Idiamond/prometheus and statsd #113

idiamond-stripe · 2018-07-07T04:03:28Z

This change replaces go-metrics with the standard Prometheus library and emits StatsD timing metrics for each request, rather than aggregating it in memory.

This PR creates metrics.go files on the package level for each package it monitors and then emits metrics in the centralized prometheus package. This also creates a statsd package that can emit metrics to a StatsD sink on demand.

Avoiding in-memory metric aggregation means aggregation can be performed in the metrics engine like SIgnalFX or DataDog or Graphite. This allows users to more easily monitor the p99s as they'd like and determine when individual requests endure latency spikes, rather than simply seeing the view in aggregate.

Replace go-metrics Prometheus metrics with the Prometheus go client library and emit all previous go-metrics metrics that way
Replace go-metrics StatsD with a client that does not perform in-memory aggregation and emit timing metrics that way
Add additional logging as to the duration of requests

Resolves #35

pingles · 2018-07-09T11:04:57Z

@idiamond-stripe wow, thanks- this looks great.

I'm going to focus on trying to get #109 merged and then review this with a little more time. It all looks good- only thing I'd like to check is the names of metrics that are published/tracked.

Is there any chance you could add a doc/telemetry.md file that has a table of the different metric names and what they measure please? Would be super useful- both for this and afterwards for people operating kiam.

pingles

Thanks- I've added a few comments throughout. I quite like the model of defining a bunch of vars for the various metrics, makes it easier to see a list of everything that's tracked.

Biggest issue is likely to be the removal of the telemetry decorator type but hopefully that's either easily replaced with gRPC middleware of adding it back.

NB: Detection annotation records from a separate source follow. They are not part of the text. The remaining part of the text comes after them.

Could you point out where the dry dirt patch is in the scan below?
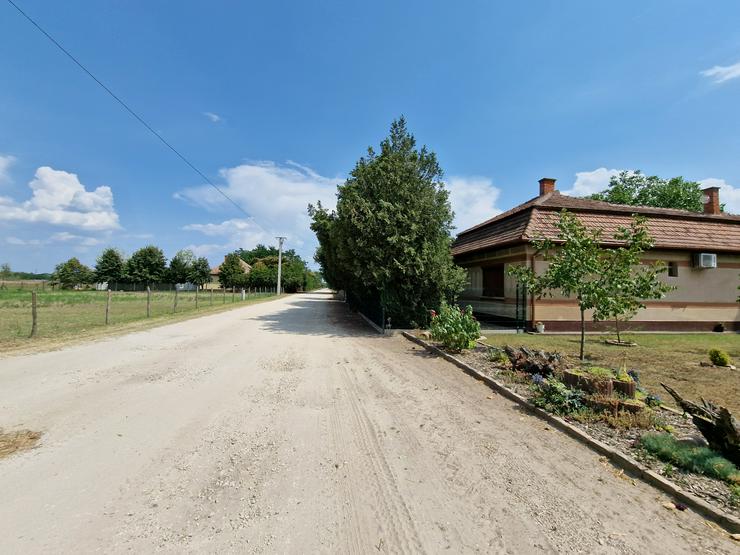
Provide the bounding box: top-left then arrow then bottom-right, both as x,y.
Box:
0,428 -> 41,459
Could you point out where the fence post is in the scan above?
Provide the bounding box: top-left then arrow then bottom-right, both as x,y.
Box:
105,289 -> 111,326
31,291 -> 38,337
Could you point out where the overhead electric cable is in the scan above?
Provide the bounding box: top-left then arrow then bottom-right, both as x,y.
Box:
8,0 -> 250,217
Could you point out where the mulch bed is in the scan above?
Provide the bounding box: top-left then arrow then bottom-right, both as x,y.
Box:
448,345 -> 740,516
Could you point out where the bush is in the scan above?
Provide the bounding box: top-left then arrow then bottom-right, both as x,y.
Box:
486,347 -> 509,365
640,434 -> 740,483
429,304 -> 480,352
532,379 -> 585,414
709,349 -> 732,366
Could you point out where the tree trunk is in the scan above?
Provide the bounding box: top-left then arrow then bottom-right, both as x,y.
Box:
579,309 -> 586,362
614,318 -> 622,343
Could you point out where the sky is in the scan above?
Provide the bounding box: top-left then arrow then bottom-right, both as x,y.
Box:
0,0 -> 740,272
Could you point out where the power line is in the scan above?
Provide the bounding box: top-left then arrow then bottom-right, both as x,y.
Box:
8,0 -> 250,217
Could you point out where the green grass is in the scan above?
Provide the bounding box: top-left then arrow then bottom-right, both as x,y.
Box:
640,434 -> 740,484
0,289 -> 274,352
487,333 -> 740,415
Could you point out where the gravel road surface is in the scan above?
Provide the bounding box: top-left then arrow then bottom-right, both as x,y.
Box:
0,293 -> 737,555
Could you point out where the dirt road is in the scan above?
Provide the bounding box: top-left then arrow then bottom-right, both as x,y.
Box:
0,293 -> 737,555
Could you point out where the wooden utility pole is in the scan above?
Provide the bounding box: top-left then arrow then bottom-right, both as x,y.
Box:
105,289 -> 111,326
31,291 -> 38,337
275,237 -> 285,295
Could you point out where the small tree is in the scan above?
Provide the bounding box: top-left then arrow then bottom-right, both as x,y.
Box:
218,252 -> 247,287
95,247 -> 126,288
249,260 -> 277,287
188,256 -> 211,287
51,258 -> 95,289
126,245 -> 167,285
167,249 -> 195,284
591,170 -> 704,212
509,210 -> 602,360
594,216 -> 674,342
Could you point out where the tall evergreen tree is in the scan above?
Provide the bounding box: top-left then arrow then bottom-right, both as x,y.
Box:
309,117 -> 466,326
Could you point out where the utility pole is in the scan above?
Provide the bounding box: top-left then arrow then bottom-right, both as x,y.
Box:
275,237 -> 285,295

pingles · 2018-07-09T13:25:13Z

pkg/aws/metadata/handler_credentials.go

-	credentialTimings := metrics.GetOrRegisterTimer("credentialsHandler", metrics.DefaultRegistry)
-	startTime := time.Now()
-	defer credentialTimings.UpdateSince(startTime)
+	timer := prometheus.NewTimer(handlerTimer.WithLabelValues("credentials"))


I'm not super familiar with the prometheus client library- is it expected to create timers inline with function calls or should the timer be constructed and stored as a field on the credentialsHandler struct?

I guess this is also true for the statsd timer below

It's fine to just create a timer inline. A timer in the Prometheus library is just a single timing for a function call, so it makes sense to defer the completion of it until the end of the fn.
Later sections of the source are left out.